DESCRIPTION (provided by applicant): The long-term goal of this ongoing grant is to understand the relationship between structure and function of the glucocorticoid receptor (GR). The precise mechanism by which the GR controls regulation of specific genes is not known. This is in part due to lack of knowledge of the functional structure of GR's N-terminal activation function domain AF. Until recently, it was difficult to determine AF1 structure because in solution it exists as a random ensemble of conformers. Our findings under this ongoing grant have for the first time given an opportunity to determine functional folded AF1 structure. Using a variety of biophysical/proteomics techniques, we have shown that: i) naturally occurring osmolytes can induce structure in recombinant AF1; and ii) AF1 acquires folded structure through inter-domain signaling when the DMA-binding domain binds to its cognate glucocorticoid response element. Under in vitro conditions, this folded form of AF1 selectively binds specific coregulatory proteins, known to be important for GR's action. We therefore believe that this induced conformation in AF1 is functional. However, as for all the steroid receptors, the 3-D structure of the GR AF1 is lacking. Also unknown is whether in the holo-GR the AF1 domain is still unstructured. Based on our published and new preliminary results, we hypothesize that under physiological conditions, AF1 acquires partial or fully folded conformation due to its direct interaction with other cofactor protein(s), and/or intra-molecular signals passed by ligand/GRE binding. During the next funding period of this grant, we will: 1) test the effects of interactions of specific coregulatory protein(s) on the structure of AF1; 2) determine the 3-D structure of the GR AF1 domain under conditions that fold it into a functionally active form; 3) examine the structure of AF1 in the holo-GR; 4) test the effect of AF1 folding on its interaction with other coregulatory proteins under in vivo conditions. Successfully completing our Specific Aims will not only provide pivotal knowledge on the structure and functions of AF1, but will also give important new general insights into how the GR--and related transcription factors--transmit the transcriptional signal from ligand to specific target gene(s).

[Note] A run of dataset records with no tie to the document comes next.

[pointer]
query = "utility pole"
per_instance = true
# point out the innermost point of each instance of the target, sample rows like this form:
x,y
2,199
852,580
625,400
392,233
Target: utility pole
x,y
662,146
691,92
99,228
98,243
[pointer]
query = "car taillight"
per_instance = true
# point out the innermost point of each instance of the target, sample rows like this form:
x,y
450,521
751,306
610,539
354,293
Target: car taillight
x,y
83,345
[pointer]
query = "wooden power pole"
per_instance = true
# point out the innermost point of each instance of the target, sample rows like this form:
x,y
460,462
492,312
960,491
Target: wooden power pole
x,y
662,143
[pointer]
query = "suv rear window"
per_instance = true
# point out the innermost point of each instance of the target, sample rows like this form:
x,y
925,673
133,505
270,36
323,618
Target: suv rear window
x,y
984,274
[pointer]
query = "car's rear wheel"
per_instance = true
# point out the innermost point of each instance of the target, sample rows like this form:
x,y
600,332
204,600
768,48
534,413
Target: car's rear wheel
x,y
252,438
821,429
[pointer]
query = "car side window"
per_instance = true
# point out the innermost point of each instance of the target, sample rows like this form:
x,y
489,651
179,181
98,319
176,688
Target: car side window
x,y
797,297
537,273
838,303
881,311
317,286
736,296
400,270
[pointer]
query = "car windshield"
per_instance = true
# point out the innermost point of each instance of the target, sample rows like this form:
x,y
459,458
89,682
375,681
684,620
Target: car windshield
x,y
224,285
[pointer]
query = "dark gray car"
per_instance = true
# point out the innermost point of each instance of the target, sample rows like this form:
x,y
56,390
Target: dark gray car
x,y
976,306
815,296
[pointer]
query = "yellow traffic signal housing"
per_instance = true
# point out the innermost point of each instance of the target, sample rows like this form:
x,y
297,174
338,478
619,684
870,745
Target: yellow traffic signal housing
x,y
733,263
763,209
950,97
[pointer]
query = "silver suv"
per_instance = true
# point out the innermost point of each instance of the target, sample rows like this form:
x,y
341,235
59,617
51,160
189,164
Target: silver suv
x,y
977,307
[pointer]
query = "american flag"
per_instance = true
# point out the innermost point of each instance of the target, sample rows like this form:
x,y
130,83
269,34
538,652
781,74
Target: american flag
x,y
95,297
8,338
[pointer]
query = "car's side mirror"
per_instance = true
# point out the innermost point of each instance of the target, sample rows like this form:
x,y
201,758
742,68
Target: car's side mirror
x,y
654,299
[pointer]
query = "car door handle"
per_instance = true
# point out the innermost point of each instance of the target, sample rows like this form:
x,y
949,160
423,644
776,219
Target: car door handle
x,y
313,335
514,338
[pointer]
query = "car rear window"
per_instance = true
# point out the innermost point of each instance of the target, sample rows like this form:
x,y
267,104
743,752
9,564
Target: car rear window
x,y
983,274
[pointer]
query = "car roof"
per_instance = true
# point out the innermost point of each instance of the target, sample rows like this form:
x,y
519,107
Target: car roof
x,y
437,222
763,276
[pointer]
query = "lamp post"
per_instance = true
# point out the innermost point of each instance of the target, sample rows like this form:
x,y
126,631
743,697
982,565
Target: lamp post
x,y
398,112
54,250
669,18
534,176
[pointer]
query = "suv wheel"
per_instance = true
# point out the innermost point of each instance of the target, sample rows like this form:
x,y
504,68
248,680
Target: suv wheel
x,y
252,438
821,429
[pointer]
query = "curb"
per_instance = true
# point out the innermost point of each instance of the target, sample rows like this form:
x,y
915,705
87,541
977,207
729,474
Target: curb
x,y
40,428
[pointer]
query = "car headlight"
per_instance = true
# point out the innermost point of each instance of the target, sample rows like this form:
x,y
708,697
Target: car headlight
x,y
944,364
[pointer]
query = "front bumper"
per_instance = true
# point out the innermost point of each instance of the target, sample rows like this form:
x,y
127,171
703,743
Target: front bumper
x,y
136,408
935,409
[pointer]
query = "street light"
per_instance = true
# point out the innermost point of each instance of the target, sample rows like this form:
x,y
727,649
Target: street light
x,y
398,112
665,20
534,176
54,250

描述（由申请人提供）：这项正在进行的资助的长期目标是了解糖皮质激素受体（GR）的结构和功能之间的关系。GR控制特定基因调节的精确机制尚不清楚。这在一定程度上是由于缺乏知识的GR的N-末端激活功能域AF的功能结构。直到最近，它是难以确定AF 1的结构，因为在解决方案中，它存在的构象随机合奏。我们在这项正在进行的资助下的研究结果首次提供了确定功能性折叠AF 1结构的机会。使用各种生物物理/蛋白质组学技术，我们已经表明：i）天然存在的渗透剂可以诱导重组AF 1中的结构;和ii）当DMA结合结构域结合其同源糖皮质激素反应元件时，AF 1通过结构域间信号传导获得折叠结构。在体外条件下，这种折叠形式的AF 1选择性地结合特定的辅助调节蛋白，已知对GR的作用很重要。因此，我们认为，这种诱导的构象在AF 1是功能性的。然而，对于所有的类固醇受体，GR AF 1的三维结构是缺乏的。同样未知的是，在全息GR中，AF 1结构域是否仍然是非结构化的。基于我们发表的和新的初步结果，我们假设在生理条件下，AF 1获得部分或完全折叠构象，由于其与其他辅因子蛋白的直接相互作用，和/或通过配体/GRE结合传递的分子内信号。在该基金的下一个资助期内，我们将：1）测试特定共调节蛋白相互作用对AF 1结构的影响; 2）确定GR AF 1结构域在折叠成功能活性形式的条件下的三维结构; 3）检查AF 1在全息GR中的结构; 4）在体内条件下测试AF 1折叠对其与其他共调节蛋白相互作用的影响。成功完成我们的特定目标不仅将提供关于AF 1的结构和功能的关键知识，而且还将对GR-和相关转录因子-如何将转录信号从配体传递到特定靶基因提供重要的新的一般见解。